I paid for shipping to make sure I received the actual book before leaving next week, FedEx just delivered.  10 1/2 hours on a plane, I can hopefully plan ahead.  I did review book online before purchasing, most all the coupons have addresses, and so I did some MapQuest to see if restaurants/attractions were close to us, etc...  Just using 3-4 coupons will more than pay for our book.  What a great idea!   Thanks Tuggers!  I do not get here often enough!
Lisa in VA


----------



## post-it (Mar 23, 2010)

All the trips we've made to the islands, I never thought of getting a book.  This is very good to know.


----------



## RDB (Mar 23, 2010)

post-it said:


> All the trips we've made to the islands, I never thought of getting a book.  This is very good to know.



I stopped buying it years ago as it was causing us to search out the places and spend when we normally would not.

For this trip, I never thought about searching whether the places I wish to frequent were in the entertainment book.  If 7 or so were, then it would pay to buy it.  About all I can do at this point is get it shipped % myself at Maui Schooner and tell the resort to hold it for us.

As far as planning ahead, I believe I should have started when Caroll began recuperating to where she could put up with sitting for 6 hrs.

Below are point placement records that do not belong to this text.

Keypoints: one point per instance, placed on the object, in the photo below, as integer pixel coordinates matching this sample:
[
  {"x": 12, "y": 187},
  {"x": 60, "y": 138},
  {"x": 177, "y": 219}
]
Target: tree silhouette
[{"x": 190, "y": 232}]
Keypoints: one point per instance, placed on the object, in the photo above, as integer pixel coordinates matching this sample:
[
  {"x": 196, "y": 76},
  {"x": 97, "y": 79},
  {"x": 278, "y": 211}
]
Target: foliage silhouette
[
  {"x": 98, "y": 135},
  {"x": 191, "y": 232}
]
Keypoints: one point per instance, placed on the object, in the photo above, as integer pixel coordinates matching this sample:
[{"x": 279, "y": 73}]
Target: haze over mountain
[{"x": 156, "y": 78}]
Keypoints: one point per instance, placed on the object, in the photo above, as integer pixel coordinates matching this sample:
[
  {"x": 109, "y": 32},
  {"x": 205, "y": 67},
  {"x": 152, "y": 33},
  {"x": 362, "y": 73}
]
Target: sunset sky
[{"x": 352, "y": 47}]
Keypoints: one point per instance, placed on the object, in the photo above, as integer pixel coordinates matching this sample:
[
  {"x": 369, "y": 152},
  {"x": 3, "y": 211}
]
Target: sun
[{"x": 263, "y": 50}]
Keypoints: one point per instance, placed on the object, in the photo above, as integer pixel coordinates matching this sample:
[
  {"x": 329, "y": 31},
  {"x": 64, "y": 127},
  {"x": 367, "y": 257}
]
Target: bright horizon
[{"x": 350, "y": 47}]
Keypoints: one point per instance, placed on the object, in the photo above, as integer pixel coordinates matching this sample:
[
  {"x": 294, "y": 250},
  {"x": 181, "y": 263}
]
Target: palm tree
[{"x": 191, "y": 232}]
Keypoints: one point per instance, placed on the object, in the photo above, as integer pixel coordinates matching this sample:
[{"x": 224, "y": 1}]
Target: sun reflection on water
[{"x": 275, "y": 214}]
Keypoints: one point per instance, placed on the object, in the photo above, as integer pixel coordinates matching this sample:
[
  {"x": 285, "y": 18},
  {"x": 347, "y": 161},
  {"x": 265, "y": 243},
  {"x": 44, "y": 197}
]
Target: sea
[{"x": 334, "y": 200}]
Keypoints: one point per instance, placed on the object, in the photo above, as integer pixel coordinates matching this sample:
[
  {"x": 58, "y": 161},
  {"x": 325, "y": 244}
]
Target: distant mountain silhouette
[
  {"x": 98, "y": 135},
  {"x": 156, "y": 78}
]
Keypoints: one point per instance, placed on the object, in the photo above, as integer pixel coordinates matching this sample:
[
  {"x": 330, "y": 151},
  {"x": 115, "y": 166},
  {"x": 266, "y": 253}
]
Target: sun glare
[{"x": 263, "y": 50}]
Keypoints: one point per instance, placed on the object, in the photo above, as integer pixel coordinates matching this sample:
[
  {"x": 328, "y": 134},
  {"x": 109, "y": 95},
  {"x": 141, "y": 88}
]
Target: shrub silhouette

Not sure even now, but going for it by breaking up the hours on military Space-A flights. NOT going straight through.

We have plans to be gone from now till well into May. So far we have 6 resorts scheduled, 4 inter-island hops and rental cars booked. Later reservations will be scheduled 4 and 5 weeks from now.

I agree the book would be more help if I knew where the different cities were located.


----------